As a practitioner it can be very difficult to leave people in what we may feel is a risky situation. Personally, we may all choose to make many risky decisions and end up in unpleasant situations in our own lives, but as professionals we don't want our clients, the people with care and support needs, to make those same choices. We want to fix people to help them and make them safe.
When you truly make safeguarding personal, it means leaving people in a domestic abusive relationship. It means leaving people to continue to give money to someone when they can't afford it. It means putting your own judgement to the side and letting people make unwise or unhealthy decisions.
Making safeguarding personal isn't an easy thing to do. It's a struggle, and can be extremely hard as we leave people in abusive situations, but if that person is aware of the facts and able to make that decision and understand the consequences, we must attempt to put the client first, to respect their wishes/decisions and do what the client wants.
Someone may know that they're being taken advantage of, but if the perceived benefit they get from the relationship is worth the money, or the emotional upset, they may wish to continue to be in that situation. There may also be no way to stop it. I’ve had to leave people knowing that they're being taken advantage of, knowing that they've changed their will to leave all their belongings to someone who is using them, but if they wish to continue to make that choice regardless of others then that has to be ok!
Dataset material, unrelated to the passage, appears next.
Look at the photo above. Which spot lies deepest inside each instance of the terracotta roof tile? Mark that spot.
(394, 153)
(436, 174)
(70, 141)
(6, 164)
I have to leave that person, because it is their choice and that's what matters. Just because someone has care and support needs and has made a bad decision doesn’t mean they lack capacity, and that means I have to leave someone to make what I believe is the wrong decision, the worst decision, but they have to be allowed to make that choice.
If someone has capacity to make that decision you can be left feeling useless, but you can't force people to make a change they don't want to, you can't demand that someone doesn't make contact with someone else, or prosecute someone for being immoral or being a bad person. It's a horrible feeling to wish that someone didn't have capacity so that you could take action, and you can struggle with your own professional values when all you want is for someone to lose capacity so that you can assist to make them, in your eyes, ‘safe’.
It can be difficult for family and friends too. All too often people surrounding the client want professionals to swoop in and save the person, to make the abuse stop and to make changes. It can be challenging to speak to others who may not understand the nature of capacity and unwise decisions, who instead feel that you're failing the person with care and support needs by leaving them, or as they may see it abandoning them.
Making safeguarding personal is being shouted and screamed at on a regular basis, it's letting people get away with things without being prosecuted because your client doesn't want the police involved because they won't make a statement against their own family member, and it wouldn't be in their best interests to do so. It’s about being angry that abuse has happened but pretending its ok so as not to damage the therapeutic alliance you have with your client. It’s about being supported by your colleagues because someone doesn't want to be safe and you don’t’ know what else you can do! Sometimes it's about not doing anything, and that can be the hardest decisions to make.
It was once described to me as the mystery of the safeguarding magic bag. People may think that safeguarding can take control and fix the situation, remove the abuse. There is no magic bag; we can't fix things just by being involved, and there's no magic wand to make the situation safe and to change someone’s mind. I can't make a situation safe just be visiting someone. The person involved needs to want to accept help offered and be in agreement to want to alter the situation they're in. If they don't want to do this, or if they don't share the view that the situation is abusive, this can't be forced upon them. Obviously, there are always exceptions where action does need to be taken, however if possible I work with the client to assist and educate them to make them safe. Sometimes it can be the case that the person was not aware that their situation was abusive, that they were unaware that it was “not normal”. Often people are unaware that there is help for them, and that there may be a way out of the situation they're in.
In this line of work it can often be frustrating without any positive outcomes, but when you do experience a positive outcome, a situation in which, together with your colleagues from the police, People 2 People or our Housing team, you've made a real difference, where you have actually assisted someone to change their lives and remove themselves from an abusive situation, it can make all the difference to the job and help put into perspective all the terrible and upsetting abusive situations that we find ourselves dealing with on a day-to-day basis.
In safeguarding I only work with abuse, and it can be tough, but when you can make a difference by working with someone and getting a positive outcome, an outcome that they wanted, that they're happy with and that's also of benefit to the client and not just to the professionals involved, that's when I believe I have made safeguarding personal.